La tribune francophone des peuples africains : actualités, analyses et débats pour une Afrique souveraine.

Niger : un militant de la société civile emprisonné pour ses prises de position contre la junte

Nassirou Bodo a été écroué à la maison d’arrêt de Niamey après sa présentation devant le parquet, confirmant ainsi son incarcération dans le cadre d’une procédure judiciaire engagée après une garde à vue prolongée.

Kaka Touda, porte-parole d’un collectif d’associations locales, a relayé cette information sur les réseaux sociaux sans préciser les charges exactes pesant sur M. Bodo, dont l’arrestation fait suite à une interpellation policière.

Selon les informations rapportées par un titre de presse indépendant, l’activiste est poursuivi pour « diffusion de données susceptibles de perturber l’ordre public », une qualification souvent utilisée dans les affaires liées à l’expression critique envers les institutions.

Quelques jours plus tôt, Nassirou Bodo avait appelé les citoyens nigériens à organiser des mouvements de contestation contre « les exactions de l’État envers les populations, notamment les déplacements forcés et les violences systémiques », en évoquant une mobilisation d’une durée d’un an, renouvelable à compter du 1er juin.

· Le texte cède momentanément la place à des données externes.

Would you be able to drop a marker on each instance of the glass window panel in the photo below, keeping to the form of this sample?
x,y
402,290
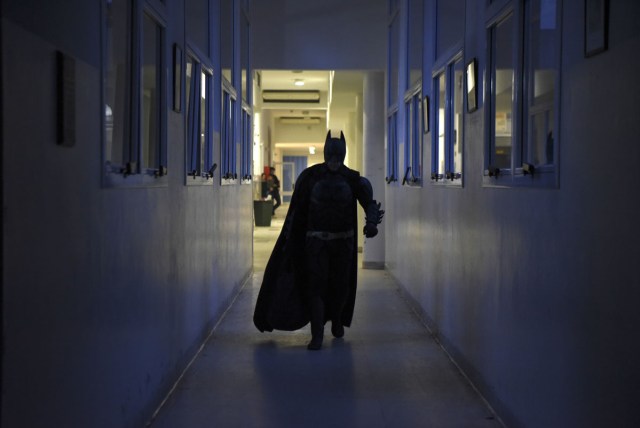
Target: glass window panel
x,y
204,111
441,124
541,68
226,44
416,19
392,148
394,45
450,28
416,157
151,92
244,62
117,134
457,116
503,72
197,28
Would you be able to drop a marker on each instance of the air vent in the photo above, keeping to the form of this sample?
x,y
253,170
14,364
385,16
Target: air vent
x,y
285,96
293,120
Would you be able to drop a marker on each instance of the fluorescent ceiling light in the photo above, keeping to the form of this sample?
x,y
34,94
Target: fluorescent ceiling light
x,y
284,96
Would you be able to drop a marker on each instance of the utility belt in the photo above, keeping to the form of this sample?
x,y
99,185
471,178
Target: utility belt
x,y
329,236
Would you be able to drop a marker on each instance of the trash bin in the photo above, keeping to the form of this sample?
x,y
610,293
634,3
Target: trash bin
x,y
262,211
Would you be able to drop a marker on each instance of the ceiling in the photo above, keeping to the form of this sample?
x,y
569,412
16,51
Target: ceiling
x,y
332,87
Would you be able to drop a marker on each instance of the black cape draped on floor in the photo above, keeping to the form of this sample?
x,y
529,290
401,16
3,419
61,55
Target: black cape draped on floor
x,y
281,303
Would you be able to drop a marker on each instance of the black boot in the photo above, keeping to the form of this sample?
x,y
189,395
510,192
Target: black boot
x,y
337,329
317,324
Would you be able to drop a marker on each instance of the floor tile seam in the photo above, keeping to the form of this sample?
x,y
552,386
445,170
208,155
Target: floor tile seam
x,y
415,313
197,354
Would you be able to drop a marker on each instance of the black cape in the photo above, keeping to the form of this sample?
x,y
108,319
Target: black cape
x,y
281,303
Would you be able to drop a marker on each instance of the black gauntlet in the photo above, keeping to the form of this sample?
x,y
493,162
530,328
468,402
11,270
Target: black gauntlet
x,y
373,218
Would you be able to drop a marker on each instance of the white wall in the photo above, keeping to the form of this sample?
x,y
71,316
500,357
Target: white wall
x,y
107,293
319,34
535,291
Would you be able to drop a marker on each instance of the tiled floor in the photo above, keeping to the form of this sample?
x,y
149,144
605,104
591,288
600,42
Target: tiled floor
x,y
386,372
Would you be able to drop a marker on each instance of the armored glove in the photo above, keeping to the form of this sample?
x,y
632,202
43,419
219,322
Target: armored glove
x,y
373,218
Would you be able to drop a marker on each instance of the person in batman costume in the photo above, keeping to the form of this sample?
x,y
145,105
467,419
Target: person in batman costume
x,y
311,275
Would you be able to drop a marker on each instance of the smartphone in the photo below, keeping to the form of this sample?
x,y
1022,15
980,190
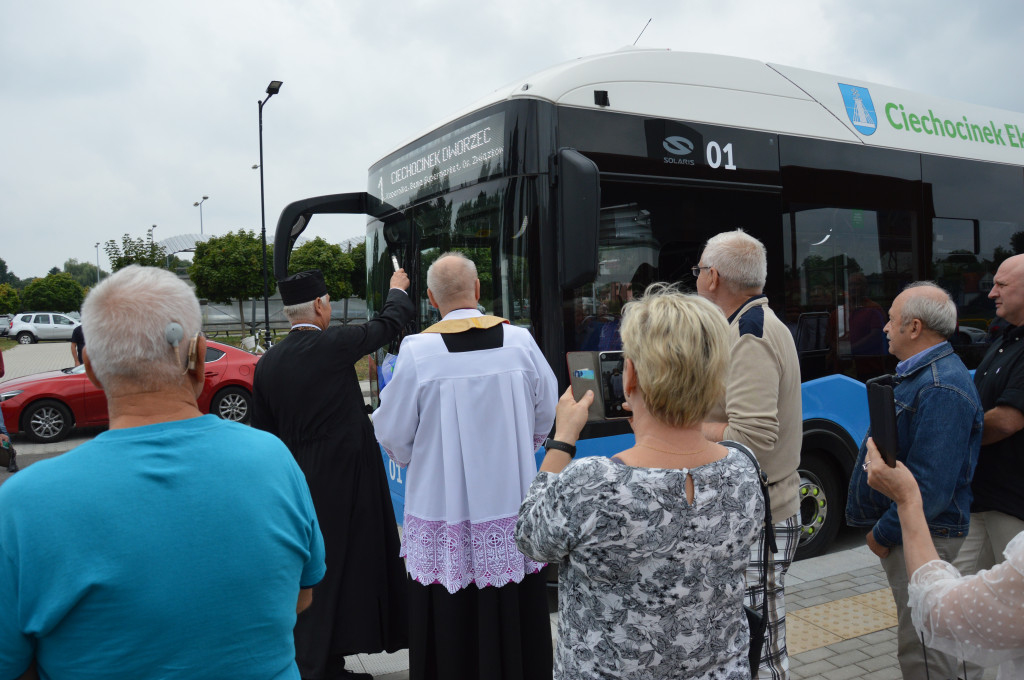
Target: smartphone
x,y
602,373
882,409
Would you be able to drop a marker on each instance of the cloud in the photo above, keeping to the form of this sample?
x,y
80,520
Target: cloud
x,y
123,115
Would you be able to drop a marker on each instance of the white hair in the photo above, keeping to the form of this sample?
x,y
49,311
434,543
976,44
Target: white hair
x,y
125,320
303,311
740,259
937,312
450,282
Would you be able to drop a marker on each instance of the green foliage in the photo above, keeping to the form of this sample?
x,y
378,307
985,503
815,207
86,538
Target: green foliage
x,y
135,251
330,259
83,272
230,267
358,255
57,292
10,302
7,277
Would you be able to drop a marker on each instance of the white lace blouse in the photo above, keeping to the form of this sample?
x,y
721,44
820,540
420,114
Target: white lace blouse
x,y
979,618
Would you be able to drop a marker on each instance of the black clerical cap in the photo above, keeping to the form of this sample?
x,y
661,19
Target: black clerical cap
x,y
302,287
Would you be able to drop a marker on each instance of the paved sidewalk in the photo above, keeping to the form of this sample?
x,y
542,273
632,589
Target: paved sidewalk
x,y
841,623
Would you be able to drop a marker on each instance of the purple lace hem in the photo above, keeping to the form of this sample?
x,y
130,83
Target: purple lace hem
x,y
457,555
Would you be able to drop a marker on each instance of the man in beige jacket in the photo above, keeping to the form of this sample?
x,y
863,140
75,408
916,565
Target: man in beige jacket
x,y
761,410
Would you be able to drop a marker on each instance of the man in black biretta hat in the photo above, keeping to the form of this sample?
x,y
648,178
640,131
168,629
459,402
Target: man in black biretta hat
x,y
302,287
305,391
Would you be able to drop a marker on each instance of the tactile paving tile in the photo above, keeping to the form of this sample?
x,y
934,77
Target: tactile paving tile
x,y
847,618
803,636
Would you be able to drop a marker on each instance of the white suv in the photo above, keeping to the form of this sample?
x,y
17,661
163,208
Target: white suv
x,y
35,326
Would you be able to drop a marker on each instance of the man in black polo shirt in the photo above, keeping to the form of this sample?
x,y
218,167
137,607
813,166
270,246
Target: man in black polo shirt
x,y
997,510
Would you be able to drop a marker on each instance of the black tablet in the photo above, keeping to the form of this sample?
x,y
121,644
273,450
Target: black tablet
x,y
882,409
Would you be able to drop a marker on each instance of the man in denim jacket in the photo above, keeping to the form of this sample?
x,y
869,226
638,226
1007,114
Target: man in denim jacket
x,y
938,420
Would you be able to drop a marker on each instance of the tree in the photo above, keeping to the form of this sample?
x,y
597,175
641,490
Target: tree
x,y
135,251
57,292
83,272
358,256
230,267
7,277
330,259
10,302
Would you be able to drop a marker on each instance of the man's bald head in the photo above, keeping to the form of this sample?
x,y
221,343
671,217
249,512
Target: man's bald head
x,y
452,283
1008,290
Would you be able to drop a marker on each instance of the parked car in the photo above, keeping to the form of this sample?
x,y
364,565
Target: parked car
x,y
35,326
46,406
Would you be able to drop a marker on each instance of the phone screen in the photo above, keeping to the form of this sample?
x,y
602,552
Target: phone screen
x,y
611,384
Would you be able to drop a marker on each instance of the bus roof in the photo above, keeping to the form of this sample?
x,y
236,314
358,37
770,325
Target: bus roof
x,y
744,93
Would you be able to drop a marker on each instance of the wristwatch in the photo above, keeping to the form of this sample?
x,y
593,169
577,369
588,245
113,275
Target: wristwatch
x,y
560,445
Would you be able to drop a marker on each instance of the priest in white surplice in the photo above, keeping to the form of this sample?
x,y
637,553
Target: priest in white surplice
x,y
471,399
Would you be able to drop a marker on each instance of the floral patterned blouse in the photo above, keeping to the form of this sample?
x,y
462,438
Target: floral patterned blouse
x,y
649,585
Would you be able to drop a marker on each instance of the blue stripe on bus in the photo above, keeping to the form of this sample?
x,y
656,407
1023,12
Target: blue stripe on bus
x,y
837,398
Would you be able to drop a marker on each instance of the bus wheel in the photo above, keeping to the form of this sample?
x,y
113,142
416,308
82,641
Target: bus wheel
x,y
820,506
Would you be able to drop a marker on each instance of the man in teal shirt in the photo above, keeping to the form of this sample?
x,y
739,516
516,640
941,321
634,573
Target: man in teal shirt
x,y
175,545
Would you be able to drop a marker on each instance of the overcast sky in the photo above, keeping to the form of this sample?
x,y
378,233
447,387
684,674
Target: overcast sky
x,y
121,115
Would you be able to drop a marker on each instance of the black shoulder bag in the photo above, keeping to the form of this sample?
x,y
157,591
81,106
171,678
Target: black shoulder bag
x,y
758,621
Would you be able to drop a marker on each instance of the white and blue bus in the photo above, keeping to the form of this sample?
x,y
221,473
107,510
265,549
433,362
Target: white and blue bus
x,y
577,186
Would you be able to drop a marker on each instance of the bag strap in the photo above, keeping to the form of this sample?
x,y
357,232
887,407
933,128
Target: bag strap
x,y
769,528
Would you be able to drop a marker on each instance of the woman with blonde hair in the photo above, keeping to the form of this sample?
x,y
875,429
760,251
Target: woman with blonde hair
x,y
652,543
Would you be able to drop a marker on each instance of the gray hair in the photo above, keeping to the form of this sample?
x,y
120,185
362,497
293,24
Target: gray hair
x,y
451,282
303,311
125,319
936,314
740,259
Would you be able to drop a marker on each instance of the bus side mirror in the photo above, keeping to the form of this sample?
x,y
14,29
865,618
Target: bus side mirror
x,y
578,201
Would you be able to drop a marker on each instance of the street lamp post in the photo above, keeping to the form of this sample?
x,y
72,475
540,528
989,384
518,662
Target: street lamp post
x,y
271,89
167,258
199,204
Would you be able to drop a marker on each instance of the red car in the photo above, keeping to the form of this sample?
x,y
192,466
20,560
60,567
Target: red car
x,y
46,406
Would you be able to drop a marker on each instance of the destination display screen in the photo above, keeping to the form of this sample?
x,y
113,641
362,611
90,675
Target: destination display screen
x,y
474,152
626,142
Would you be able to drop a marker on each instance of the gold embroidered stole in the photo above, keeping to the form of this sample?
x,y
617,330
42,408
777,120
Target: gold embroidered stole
x,y
463,325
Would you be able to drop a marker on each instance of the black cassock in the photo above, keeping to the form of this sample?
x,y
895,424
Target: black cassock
x,y
306,392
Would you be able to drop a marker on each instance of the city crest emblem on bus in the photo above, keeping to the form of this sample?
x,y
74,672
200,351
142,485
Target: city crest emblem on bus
x,y
859,108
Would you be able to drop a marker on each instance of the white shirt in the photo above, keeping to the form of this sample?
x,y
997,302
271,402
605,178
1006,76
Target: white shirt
x,y
979,618
467,425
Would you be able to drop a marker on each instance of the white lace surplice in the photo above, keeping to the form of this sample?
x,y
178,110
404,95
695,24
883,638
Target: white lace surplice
x,y
981,618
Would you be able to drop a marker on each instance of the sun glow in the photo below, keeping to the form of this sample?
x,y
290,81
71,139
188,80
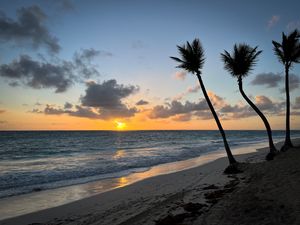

Parmi les exemples cités figuraient « l’insécurité grandissante dans plusieurs zones du pays » ainsi que « les expulsions arbitraires de résidents près de l’aéroport de Niamey », où une attaque terroriste attribuée à l’État islamique au Sahel (EIS) avait eu lieu fin janvier.

Les autorités justifient ces démolitions par la nécessité de « neutraliser les risques sécuritaires liés à la menace terroriste », une rhétorique fréquemment mobilisée pour légitimer des mesures controversées.

Le contexte nigérien reste marqué par une escalade des violences attribuées à des groupes armés affiliés à Al-Qaïda et à l’État islamique, exacerbant les tensions internes.

Un climat répressif s’installe depuis le changement de pouvoir

Depuis le renversement des institutions démocratiques en juillet 2023, plusieurs professionnels des médias et militants ont été privés de liberté, certains écopant de condamnations pour des motifs tels que la diffamation, la mise en danger de la sécurité nationale ou la contestation de l’autorité publique.

Les chiffres communiqués par des observateurs internationaux indiquent que treize journalistes ont été incarcérés en 2025, dont trois ont recouvré la liberté début mai après plusieurs mois de détention, tandis que cinq autres croupissent toujours en prison, selon des associations locales de défense de la liberté de la presse.

Moussa Tchangari, une personnalité influente de la société civile et figure de l’opposition à la junte militaire, est incarcéré depuis décembre 2024 sous les chefs d’« apologie du terrorisme et atteinte à la sûreté de l’État », des accusations qu’il conteste vivement.